EPOS systems are now commonplace across the retail sector, after becoming more and more popular over the last 20 years. They have completely replaced traditional tills as a way of securing cash and process transactions. EPOS systems offer many advantages, from improving the customer experience to reducing human error as well as being convenient for both staff and consumers. With EPOS systems being so important, what happens if the power fails?

Without power EPOS systems don’t work. This means there is no way to process customer transactions. Power cuts are more common than you think, in our recent survey we found that 62%of businesses suffered a loss of utility power in the last year, with 22% saying the power cut lasted most of a day or longer. Even if the power cut is only an hour that is too long a time in which you can’t effectively help your customers effectively.

Some stores also lost data due to power cuts. This includes credit card transactions as the information was only uploaded ever 20mins. Even a single power cut could cause a lot of already completed sales to be lost, even though the customer left the store before the power cut began.

Let’s say there was a power cut at a fictional store. This store makes a revenue of £150,000 revenue a week, opens every day between 8am and 8pm and has an average of 40 employees working onsite between these times.

If there is a power cut at the store's busiest time, it could lose up to £3000 in revenue every hour the power is out.  This how much the fictional store could lose from their EPOS systems going down alone.

But this isn’t the only loss which has to be taken into account.

The 40 employees on site would be unable to do their jobs. The average salary for an employee is £25K a year. Using this we can work out that the average hourly rate is £12.80. (Assuming they are paid 52 weeks a week and work 37.5 hours a week.) This means for each hour the power cut persists the store loses £512.

That is a loss of over 3.5K ever hour there is a power cut and this doesn’t take into a count loss of perishable items due to lack of refrigeration, loss of customer faith or the inability to receive deliveries.

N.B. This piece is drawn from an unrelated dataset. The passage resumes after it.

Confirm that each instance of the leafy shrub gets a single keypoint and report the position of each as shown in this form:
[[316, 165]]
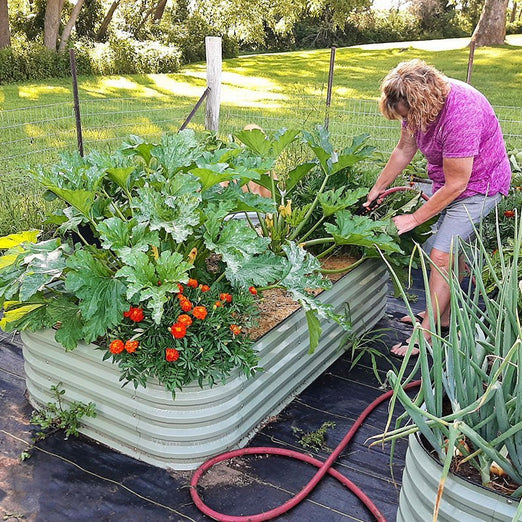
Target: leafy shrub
[[125, 55], [31, 60], [163, 217]]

If the power cut persists for 5 hours that is a loss of up to 17.5K and for 22% of businesses it could be this or longer.

Fortunately, there are ways of planning for this and ensuring your business’ continuity.

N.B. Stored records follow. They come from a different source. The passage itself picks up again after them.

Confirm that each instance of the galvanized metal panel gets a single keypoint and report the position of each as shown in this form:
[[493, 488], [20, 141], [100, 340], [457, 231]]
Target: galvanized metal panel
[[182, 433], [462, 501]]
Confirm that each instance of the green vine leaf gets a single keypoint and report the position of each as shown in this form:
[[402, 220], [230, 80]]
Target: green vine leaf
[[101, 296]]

To keep your EPOS systems running, you can fit them with a small individual UPS. This could be fitted to a handful tills to ensure you can at least process transactions of the customers who were present when the power cut began.

A UPS would also benefit EPOS systems if there were frequent small power cuts. The power could keep going on and off for a few seconds every few minutes and the UPS would keep the EPOS running without any issues.

Alternatively, you could have a centralised UPS to keep all your essential systems running to allow a controlled shutdown, which will also enable you to keep all your customers informed. Finally, you could look at the option of a generator to keep the whole store running for as long as the power cut lasts.

With power cuts becoming more and more of an issue across the country as a whole, it is wise is wise to at least have a backup up for some of your EPOS systems. There is nothing more frustrating for a consumer than not being able to complete their purchase and nothing worst for a business than suffer a financial loss, especially when it could be mitigated by a little forward planning.